Phobias are persistent or excessive fears tied to the trigger. Recognising and addressing these triggers is so important, it will make managing and treating them much less of an arduous task. Constant development of these phobias can lead to anxiety.
Take fireworks for example. Many pets experience fear surrounding loud noises, known as noise aversion. This fear of fireworks may develop into a phobia, and in turn your pet becomes anxious or panics around other loud noises, children, construction noise, and motorbikes. If your dog or cat is frequently exposed to these triggers/phobias, it may develop into anxiety.

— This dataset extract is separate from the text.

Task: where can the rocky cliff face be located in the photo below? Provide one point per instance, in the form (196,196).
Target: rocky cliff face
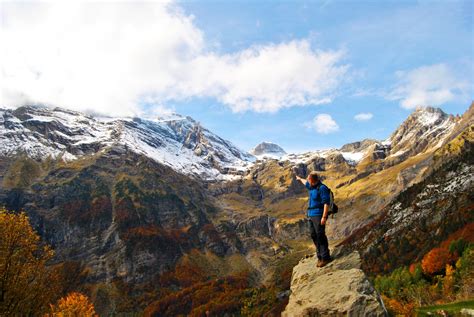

Be aware phobias can develop from what we see as mundane events. If your dog isn’t keen on getting in the car, things like jingling your keys, putting your shoes on, or even saying a certain phrase like “come on we’re going in the car”, can become triggers. It’s worth mentioning that anxiety can also be brought on by something like a change or routine or environment, such as everyone in the household going back to work or school after lockdown!
How to manage anxiety
Again, as with us, there is no quick fix to anxiety. We recommend taking a holistic approach that both supports your pet and helps them cope with their symptoms
You will find the most success with gentler methods; positive reinforcement, desensitisation, and counter conditioning. These are things you can attempt yourself if you want to, but you should never be afraid to ask for help. We are very lucky to have some many great trainers and behaviourists locally:
2. Herbal Remedies
We are proud to say we only stock and recommend products we have used on our own pets. These calming remedies work by sending calming signals to the brain, which boost happy hormones and increase focus in pets. These can either be plug in diffusers, crushable tablets, or liquid which you can pop on your pet’s food.
3. Mental Wellbeing
Mental health is a phrase that isn’t commonly mentioned, but it is just as important with our pets as it is with us. Make sure your dog or cat is healthy, with a good diet and plenty of exercise. Make sure they are not bored- give dogs varied walks with lots of sniffs or try interactive games to increase your bond together. Try setting up a scavenger hunt for your cat by hiding treats around the house, tapping into their natural instincts. We also shouldn’t downplay the importance of your pet’s environment. Make sure they have a safe and quiet place where they can relax undisturbed. This goes for eating too, pets should never be bothered or interrupted when they are trying to eat.
4. Look after yourself!
Our dogs and cats feed off of us- they are experts in body language, as it is their primary form of communication. They know when we are happy, sad, or worried. If we can provide them a calm, safe, and happy home environment, it encourages and reflects that behaviour on to them. We can only do this by looking after ourselves (that means plenty of walks, treats, and relaxing for us too!)